Two convictions against Peterson reversed on appeal
Published 5:00 pm Thursday, February 25, 2021
- Roy Peterson leaves Grant County Circuit Court Thursday after admitting to violating the terms of his probation by illegally recording a conversation with his former probation officer. Peterson was sentenced to five days in jail for the violation, in addition to his previous sentences for three felony charges related to theft from the Monument Rural Fire District.
Two out of three convictions against former Monument fire chief Roy Peterson have been overturned by the Oregon Court of Appeals.

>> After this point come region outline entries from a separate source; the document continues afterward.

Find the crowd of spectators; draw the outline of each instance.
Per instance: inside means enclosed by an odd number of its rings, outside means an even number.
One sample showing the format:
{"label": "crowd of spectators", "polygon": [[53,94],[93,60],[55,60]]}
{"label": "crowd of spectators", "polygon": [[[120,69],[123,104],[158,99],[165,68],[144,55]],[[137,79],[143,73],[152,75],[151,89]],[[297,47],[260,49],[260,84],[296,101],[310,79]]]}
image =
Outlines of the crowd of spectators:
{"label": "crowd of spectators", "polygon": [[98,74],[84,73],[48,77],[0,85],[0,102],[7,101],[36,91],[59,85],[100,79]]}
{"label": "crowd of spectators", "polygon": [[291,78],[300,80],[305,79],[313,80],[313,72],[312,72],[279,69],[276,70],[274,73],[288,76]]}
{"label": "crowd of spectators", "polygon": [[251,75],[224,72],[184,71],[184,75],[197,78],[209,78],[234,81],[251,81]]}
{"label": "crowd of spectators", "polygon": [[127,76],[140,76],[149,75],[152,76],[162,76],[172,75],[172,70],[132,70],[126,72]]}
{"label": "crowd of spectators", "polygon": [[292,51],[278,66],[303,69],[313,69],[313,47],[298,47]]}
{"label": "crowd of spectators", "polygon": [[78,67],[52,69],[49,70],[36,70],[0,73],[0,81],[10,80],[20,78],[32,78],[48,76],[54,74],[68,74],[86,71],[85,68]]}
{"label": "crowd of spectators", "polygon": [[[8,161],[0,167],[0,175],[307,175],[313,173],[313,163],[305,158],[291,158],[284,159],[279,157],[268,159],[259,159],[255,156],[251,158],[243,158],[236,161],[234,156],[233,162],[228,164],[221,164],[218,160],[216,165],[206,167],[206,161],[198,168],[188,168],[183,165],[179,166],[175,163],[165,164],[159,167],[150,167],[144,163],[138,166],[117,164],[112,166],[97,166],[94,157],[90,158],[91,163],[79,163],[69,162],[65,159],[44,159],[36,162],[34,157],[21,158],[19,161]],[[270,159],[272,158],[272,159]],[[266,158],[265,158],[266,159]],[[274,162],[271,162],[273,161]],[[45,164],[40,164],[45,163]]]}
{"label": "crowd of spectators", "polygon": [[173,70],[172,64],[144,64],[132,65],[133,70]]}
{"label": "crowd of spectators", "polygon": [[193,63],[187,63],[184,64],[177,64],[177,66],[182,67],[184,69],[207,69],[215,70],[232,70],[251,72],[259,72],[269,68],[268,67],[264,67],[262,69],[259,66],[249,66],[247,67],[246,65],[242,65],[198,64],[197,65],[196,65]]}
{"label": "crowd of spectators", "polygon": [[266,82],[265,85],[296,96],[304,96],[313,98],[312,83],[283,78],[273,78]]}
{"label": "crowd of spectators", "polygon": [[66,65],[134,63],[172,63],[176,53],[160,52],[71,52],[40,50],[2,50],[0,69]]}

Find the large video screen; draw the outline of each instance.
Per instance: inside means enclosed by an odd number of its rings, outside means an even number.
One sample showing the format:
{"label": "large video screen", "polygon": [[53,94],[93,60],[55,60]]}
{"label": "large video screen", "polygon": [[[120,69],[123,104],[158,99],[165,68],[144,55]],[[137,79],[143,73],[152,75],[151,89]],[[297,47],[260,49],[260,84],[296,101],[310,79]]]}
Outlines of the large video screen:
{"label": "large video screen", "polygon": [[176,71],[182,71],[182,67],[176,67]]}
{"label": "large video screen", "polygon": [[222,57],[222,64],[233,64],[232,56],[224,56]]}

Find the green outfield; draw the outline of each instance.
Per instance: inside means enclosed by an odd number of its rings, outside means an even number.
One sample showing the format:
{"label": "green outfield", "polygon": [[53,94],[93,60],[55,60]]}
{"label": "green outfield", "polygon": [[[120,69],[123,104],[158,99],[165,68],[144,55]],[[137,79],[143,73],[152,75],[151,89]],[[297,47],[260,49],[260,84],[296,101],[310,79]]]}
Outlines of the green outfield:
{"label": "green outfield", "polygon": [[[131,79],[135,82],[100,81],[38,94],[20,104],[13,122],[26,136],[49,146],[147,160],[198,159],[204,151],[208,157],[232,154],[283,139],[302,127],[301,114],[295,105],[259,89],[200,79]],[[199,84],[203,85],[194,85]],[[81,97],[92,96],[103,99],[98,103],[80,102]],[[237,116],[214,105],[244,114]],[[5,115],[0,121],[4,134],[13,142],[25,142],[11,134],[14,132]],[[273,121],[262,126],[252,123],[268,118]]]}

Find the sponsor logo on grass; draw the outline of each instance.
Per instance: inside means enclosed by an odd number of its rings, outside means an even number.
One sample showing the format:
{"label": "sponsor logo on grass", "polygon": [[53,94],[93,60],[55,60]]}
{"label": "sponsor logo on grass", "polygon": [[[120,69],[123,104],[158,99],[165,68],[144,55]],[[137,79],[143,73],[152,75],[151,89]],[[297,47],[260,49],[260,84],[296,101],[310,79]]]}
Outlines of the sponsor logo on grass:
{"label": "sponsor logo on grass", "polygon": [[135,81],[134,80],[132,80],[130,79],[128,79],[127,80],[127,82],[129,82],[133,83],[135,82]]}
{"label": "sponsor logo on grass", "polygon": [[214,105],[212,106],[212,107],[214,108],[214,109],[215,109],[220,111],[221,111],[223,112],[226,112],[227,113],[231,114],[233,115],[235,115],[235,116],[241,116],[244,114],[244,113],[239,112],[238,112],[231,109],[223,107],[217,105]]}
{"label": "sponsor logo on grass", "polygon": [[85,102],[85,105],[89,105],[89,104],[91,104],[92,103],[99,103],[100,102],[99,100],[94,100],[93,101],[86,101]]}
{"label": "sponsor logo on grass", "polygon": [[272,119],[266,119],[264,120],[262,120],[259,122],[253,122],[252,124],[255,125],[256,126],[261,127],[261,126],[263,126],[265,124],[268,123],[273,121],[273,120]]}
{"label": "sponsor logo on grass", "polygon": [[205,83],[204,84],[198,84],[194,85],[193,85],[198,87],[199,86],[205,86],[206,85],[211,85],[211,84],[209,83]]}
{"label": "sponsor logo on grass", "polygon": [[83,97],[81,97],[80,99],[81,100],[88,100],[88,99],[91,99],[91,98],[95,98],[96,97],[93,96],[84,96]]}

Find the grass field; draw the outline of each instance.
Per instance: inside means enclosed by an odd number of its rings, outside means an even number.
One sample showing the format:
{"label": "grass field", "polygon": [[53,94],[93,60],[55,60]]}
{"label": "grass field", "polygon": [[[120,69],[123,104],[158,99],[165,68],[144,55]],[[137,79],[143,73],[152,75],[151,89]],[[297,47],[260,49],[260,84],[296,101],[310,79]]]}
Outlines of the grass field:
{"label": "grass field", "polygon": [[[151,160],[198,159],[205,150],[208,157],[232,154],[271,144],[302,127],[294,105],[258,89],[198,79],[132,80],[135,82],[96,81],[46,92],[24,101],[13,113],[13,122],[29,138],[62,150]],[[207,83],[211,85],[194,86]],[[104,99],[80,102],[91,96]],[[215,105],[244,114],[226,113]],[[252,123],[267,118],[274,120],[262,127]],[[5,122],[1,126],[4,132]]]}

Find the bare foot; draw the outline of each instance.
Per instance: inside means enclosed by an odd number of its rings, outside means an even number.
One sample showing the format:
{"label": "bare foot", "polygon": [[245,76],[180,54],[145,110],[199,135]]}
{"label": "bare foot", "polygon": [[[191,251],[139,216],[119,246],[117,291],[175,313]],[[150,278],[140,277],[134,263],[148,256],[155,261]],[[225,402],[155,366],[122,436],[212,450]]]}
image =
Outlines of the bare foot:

The appeals court ruled Feb. 3 that the trial court should have granted Peterson’s motion for judgment of acquittal on a charge of aggravated first-degree theft and a charge of possession of a stolen vehicle because the state did not prove that the Monument Rural Fire District owned the firefighting vehicles in question — and that the MRFD could not have owned the vehicles at the time of the alleged theft in 2013 because the district was incapable of conducting business until January 2014 when it filed articles of incorporation.
“Roy Peterson has maintained from the outset that his possession of the vehicles and equipment was in keeping with the law, and that the allegation by his accusers that his possession was illegal were false and contrary to the law,” said Peterson’s attorneys Benjamin D. Boyd and D. Zachary Hostetter of Hostetter Law Group in a statement. “We are pleased that the Oregon Court of Appeals has confirmed the legal position of Mr. Peterson.”
The appeals court reversed the two convictions and remanded them to the lower court for resentencing. The appeals court otherwise affirmed the lower court’s ruling, including a conviction on a charge of first-degree theft.
The charges stem from Peterson’s acquisition of resources — money and equipment — for fire protection in Monument and his subsequent refusal to turn over the resources to the Monument Rural Fire District, which was formed by voters in November of 2012.
The state prosecutor, Senior Assistant Attorney General Daniel P. Wendel, said in his closing argument the first-degree theft charge was for submitting a fraudulent invoices in excess of $1,000 with a grant application to the Oregon Department of Forestry on or about Feb. 15, 2013. Wendel said Peterson used white out to submit the same invoice on different grant applications in 2011 and 2012.
Hostetter said at the trial, for all of the charges, Peterson acted under an honest claim of right, believing he was entitled to the property or had a right to acquire or dispose of it as he did.
The charges that were overturned — first-degree aggravated theft and possession of a stolen vehicle — were for withholding fire vehicles and equipment in excess of $10,000 from the Monument Rural Fire District in February 2013.
The appeals court summary states Peterson acquired firefighting equipment and vehicles between 2001 and 2012 and formed the voluntary Monument Rural Fire Department, serving as its chief, with the goal of becoming an official fire district.
After voters approved the Monument Rural Fire District in November 2012, the Grant County Court issued an order officially forming and establishing the district. Peterson separated from the district after disagreements with its board of directors, retained the equipment he had procured and did not turn over the equipment when the district demanded it in 2013, according to the appeals court summary.
“Nothing in the record supports the view that, in recognizing MRFD as a formal fire protection district, the county somehow converted — or ‘morphed,’ to use the trial court’s term — the voluntary department into the district or that the order establishing the district otherwise extinguished the department as a matter of law,” the appeals court ruling states. “… And, as the district’s board members acknowledged at trial, no action had been taken to transfer ownership or legal title from the department to MRFD before the district demanded the equipment from (Peterson) in February 2013.”
Further, the appeals court ruled the district could not do business until it filed its articles of incorporation in January 2014.
“The state does not argue that a legal entity that, by law, cannot engage in business transactions can nonetheless acquire ownership of property from another entity, even assuming that it could otherwise own property…” the ruling states.